Wednesday, 3 September 2008

Rhetoric we can believe in

No, I've not been in Stockholm all this time. Back home on 25 August, but to bad news. My nana was dying. So, it's been a sad time and I haven't really felt like blogging.

Plus, I had 5 submissions to write for the consultation on the proposed closure of Post Offices across Cumbernauld, Kilsyth and Kirkintilloch East. (Got them up on my campaign website for anyone who is interested.) Hopefully those in charge of this process will see the value of these Post Offices to the communities they serve, and give them a reprieve. We can but try.

I've also been trying to follow political events in the US. I watched the Barack Obama speech, and I was impressed to an extent. He is evidently a very intelligent and considered man, and charismatic with it. His speech, while very polished and principled, did lack a lot of substance. He is also nowhere near as radical as he needs to be to solve the endemic problems, particularly of the poor, in America. But then, how can he be? He is so constrained by the political culture in which he operates - a political system dominated by the cult of personality, money and religion.

There are so many vested interests that he has to pay cognisance of too. While it is painfully obvious (to me at least) that the US needs an NHS, how can any politician in that country get away with abolishing the current system entirely? The insurance companies have their ways of protecting their position.

Another problem with the US political system (crikey, I'm on a roll today), is the concept of the 'American dream'. The idea that everyone has the chance to 'rise up', to 'make it'. Yes, social mobility is fantastic. Opportunity is fantastic. But the problem with that idea, that system, is that not everyone can 'make it'. Under the capitalist system, there will always be some people at the top of the tree - with the flash careers and wads of cash - and others who are required to do the low paid work that is the foundation of the 'success' of others. Literally, people are being sold a dream. But that means that, even if the system is working perfectly according to supporters of the 'American dream' system, there will always be those who are left struggling. Surely, it makes more sense to be aspiring to a society where everyone can be successful, and no one feels like a second-class citizen?
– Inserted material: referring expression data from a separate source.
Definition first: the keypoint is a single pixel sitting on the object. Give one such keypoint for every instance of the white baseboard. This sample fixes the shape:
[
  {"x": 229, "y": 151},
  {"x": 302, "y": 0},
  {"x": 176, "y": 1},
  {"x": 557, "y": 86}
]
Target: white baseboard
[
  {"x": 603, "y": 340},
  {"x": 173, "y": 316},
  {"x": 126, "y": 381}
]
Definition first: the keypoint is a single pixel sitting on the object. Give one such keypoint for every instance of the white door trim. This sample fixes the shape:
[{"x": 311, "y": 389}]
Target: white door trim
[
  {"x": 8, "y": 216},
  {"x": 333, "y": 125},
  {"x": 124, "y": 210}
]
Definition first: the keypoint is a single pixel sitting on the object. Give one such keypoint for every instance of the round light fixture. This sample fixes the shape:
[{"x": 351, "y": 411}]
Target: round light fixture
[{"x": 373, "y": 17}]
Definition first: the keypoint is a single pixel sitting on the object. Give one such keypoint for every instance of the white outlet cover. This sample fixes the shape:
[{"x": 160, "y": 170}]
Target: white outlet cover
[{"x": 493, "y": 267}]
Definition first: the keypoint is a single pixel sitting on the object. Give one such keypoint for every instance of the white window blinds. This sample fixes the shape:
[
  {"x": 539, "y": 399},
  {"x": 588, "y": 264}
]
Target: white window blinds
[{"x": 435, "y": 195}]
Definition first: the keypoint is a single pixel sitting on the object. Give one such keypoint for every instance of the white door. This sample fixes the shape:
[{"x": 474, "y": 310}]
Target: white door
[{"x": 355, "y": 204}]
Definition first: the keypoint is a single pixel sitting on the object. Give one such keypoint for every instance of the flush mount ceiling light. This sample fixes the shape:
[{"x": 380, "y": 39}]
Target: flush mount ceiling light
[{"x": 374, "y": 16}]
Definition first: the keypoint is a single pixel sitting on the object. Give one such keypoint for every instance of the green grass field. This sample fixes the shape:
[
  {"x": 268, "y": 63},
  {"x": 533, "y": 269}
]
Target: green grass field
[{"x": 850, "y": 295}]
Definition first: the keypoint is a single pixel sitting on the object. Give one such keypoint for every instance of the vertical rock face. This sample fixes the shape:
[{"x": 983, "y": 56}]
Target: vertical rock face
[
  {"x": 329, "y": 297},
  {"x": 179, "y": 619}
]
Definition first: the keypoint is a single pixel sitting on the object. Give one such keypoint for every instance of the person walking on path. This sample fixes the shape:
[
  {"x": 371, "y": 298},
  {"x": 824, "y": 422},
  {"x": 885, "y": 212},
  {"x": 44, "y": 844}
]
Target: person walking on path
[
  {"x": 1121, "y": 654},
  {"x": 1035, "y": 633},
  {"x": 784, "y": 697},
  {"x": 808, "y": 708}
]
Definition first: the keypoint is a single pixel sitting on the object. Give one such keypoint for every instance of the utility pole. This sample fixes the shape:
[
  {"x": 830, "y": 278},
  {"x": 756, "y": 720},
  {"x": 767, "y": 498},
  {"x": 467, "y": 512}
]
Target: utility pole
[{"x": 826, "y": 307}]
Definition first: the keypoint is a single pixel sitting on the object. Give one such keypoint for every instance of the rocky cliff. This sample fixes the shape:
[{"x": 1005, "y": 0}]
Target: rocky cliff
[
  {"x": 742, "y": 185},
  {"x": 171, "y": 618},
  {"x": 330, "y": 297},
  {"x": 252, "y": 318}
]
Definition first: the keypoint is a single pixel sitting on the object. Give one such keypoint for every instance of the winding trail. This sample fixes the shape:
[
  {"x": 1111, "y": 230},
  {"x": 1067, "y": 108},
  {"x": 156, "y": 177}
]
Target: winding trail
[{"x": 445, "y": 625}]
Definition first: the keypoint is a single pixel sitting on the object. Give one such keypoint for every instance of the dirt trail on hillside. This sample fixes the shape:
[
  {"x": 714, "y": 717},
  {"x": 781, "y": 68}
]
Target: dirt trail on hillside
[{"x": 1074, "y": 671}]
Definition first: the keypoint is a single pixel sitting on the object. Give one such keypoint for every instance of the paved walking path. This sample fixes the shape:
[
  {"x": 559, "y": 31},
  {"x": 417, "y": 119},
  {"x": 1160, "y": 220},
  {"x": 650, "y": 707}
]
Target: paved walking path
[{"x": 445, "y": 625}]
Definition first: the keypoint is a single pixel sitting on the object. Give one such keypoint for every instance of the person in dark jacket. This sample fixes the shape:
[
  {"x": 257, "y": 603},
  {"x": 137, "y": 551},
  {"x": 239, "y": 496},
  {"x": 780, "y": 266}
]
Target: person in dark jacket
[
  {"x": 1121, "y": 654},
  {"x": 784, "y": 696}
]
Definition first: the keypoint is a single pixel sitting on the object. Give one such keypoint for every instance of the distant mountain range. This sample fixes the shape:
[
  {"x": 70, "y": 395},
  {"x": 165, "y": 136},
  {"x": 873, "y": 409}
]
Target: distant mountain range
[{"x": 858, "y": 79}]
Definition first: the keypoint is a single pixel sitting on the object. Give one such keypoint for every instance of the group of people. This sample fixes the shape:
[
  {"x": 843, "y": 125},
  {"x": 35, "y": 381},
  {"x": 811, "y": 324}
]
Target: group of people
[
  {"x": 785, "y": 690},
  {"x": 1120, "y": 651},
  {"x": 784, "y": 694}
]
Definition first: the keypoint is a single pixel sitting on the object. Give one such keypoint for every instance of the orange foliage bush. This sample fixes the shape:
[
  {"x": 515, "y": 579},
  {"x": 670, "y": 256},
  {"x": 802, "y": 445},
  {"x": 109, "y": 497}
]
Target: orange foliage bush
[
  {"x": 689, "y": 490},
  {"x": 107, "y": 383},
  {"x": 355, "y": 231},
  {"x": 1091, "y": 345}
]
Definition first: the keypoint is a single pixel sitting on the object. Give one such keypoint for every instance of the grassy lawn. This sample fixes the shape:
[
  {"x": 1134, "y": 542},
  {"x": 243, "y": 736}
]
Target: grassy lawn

But this is not Barack Obama's fault, and I think he represents the best hope for the future of the US. For surely incremental change is better than none at all?


Holyrood Patter said...

i think you are right about obama being forced into the mainstream by the constraints of the US system. However, I think its unfair to say his speeches lack substance. As he has shown, he has something of a knack for insipirational, soundbite worthy, hairs on the back of the neck speeches. However, at the party convention, he sacrificed a lot of that for fleshing out of policies, and attacks on Mccain.

Math Campbell said...

I agree with you on the problems faced in the US by Obama the need to be "strong"on issues without actually being strong in case the vested interests start shelling out billions of dollars to stop him being the President. It's a shame, but nowhere else on Earth does the phrase "money talks" have more resonance than in US politics.

Sorry to read about your Nana. Having lost grandparents at a very young age, my mother in my teens and my father a couple of years ago, whilst I cannot know what "it's like", I can make a pretty good guess as to how you're feeling, and you have my sympathies and compassion.

I applaud your comittment to fighting the Post Office closures, although I sadly am of the cynical impression that nothing, short of independence followed by re-nationalisation of the postal system will result in them not being closed. Sometimes however, it's important to try, no matter how unlikely success is. You never know, maybe they're not just going to rubber-stamp everything like "they" normally do. I wish you luck.

Julie Hepburn said...

Thanks Math - particularly for your kind remarks about my nana.

Regarding the Post Offices, I have had a response back from the consultation team and they are basically saying that they have been told by the Westminster Government that 2,500 Post Offices need to close across the UK and that they have to close the ones that would have the least worst impact.

That doesn't mean that it's impossible to save any of them. However, for every one that is granted a reprieve, another is closed. It's a terrible situation all round. Having distributed surveys around the communities affected, I have been sent a lot of information - mainly from elderly people - that tells me just how devastating closure would be for them. Some people really will be stuck if their Post Office is closed.

I agree, we wouldn't be in this situation if the Post Office was still being run as a public service rather than a business - and a loss-making business at that. The ultimate irony!

Patrick said...

What more endorsement could Obama want?

Julie Hepburn said...

Yes, it's in the bag for him with backing like that!